De alguna forma, el razonamiento era el mismo esgrimido por los esclavistas hasta el siglo XIX. Los esclavos eran una propiedad y el Estado no podía vulnerar ese derecho. Hasta que los legisladores entendieron que sí había límites y era preciso establecerlos. Una persona no puede poseer a otra persona, como no puede comprar los derechos sobre el oxígeno o sobre la luz solar.

Lo que parece no tener límites es la defensa de los intereses económicos. Los religiosos en Estados Unidos e Inglaterra invocaban pasajes de la Biblia con el objeto de justificar la esclavitud. Aseguraban que los negros descendían de Cam, hermano de Sem y de Jafet, supuestamente condenado por Noé, el padre, a servir de esclavos de los blancos.

Había razones fundadas en la ética. La esclavitud, decían, era una forma eficaz de educar a los africanos en el cristianismo y la civilización occidental. Vivían mejor –aseguraban—en los barracones y al alcance del látigo de los mayorales que en la barbarie de su continente feroz y atrasado, permanentemente acosados por las fieras, las enfermedades o el maltrato de las tribus enemigas.

Los más sabichosos se escudaban en la pseudociencia: los africanos eran inferiores, subhumanos. Ya Aristóteles advirtió sobre la existencia de seres concebidos para servir: los “esclavos por naturaleza”. Era la teoría racial que acabaría por engendrar el nazismo. Un diplomático francés, Joseph Arthur de Gobineau lo había escrito a mediados del siglo XIX en una obra que tuvo una nefasta influencia: Ensayo sobre las desigualdades de las razas humanas.

¿Cómo se lucha contra las trampas, las falsificaciones, los engaños de las empresas, las mentiras de los políticos y funcionarios que representan al Estado, los fraudes de las personas que no pagan sus impuesto, o los free riders que se las arreglan para que otros incautos les paguen sus cuentas, muchas veces sin advertirlo?

Obviamente, con reglas claras y generales de obligatorio cumplimiento para todos, administradas por instituciones vigilantes fuera del alcance de la mano peluda de los poderosos, de manera que puedan preservar su capacidad de acción.

Por eso es importante que existan contralorías, auditores y “agencias” autónomas que examinen la distancia que existe entre el compromiso contraído y la realidad.
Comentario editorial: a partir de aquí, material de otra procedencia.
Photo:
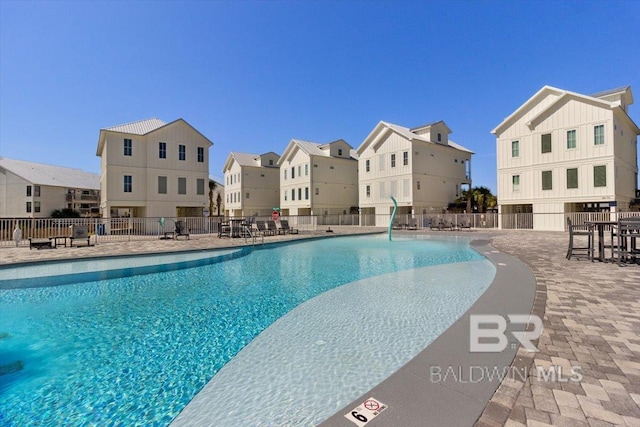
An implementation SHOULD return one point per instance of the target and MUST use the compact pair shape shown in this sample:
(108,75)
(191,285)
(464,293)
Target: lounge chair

Por eso es vital que se castigue la ilegalidad y se distinga al comportamiento decoroso, hasta que ese sistema de premios y castigos se transforme e interiorice como valores compartidos.

Ya en el Código de Hammurabi, dos mil años antes de Cristo, se establecía la necesidad de pesas y medidas para evitar los fraudes de los comerciantes. “Si los hombres fueran ángeles –escribió James Madison– no haría falta ningún gobierno”. Pero no somos ángeles.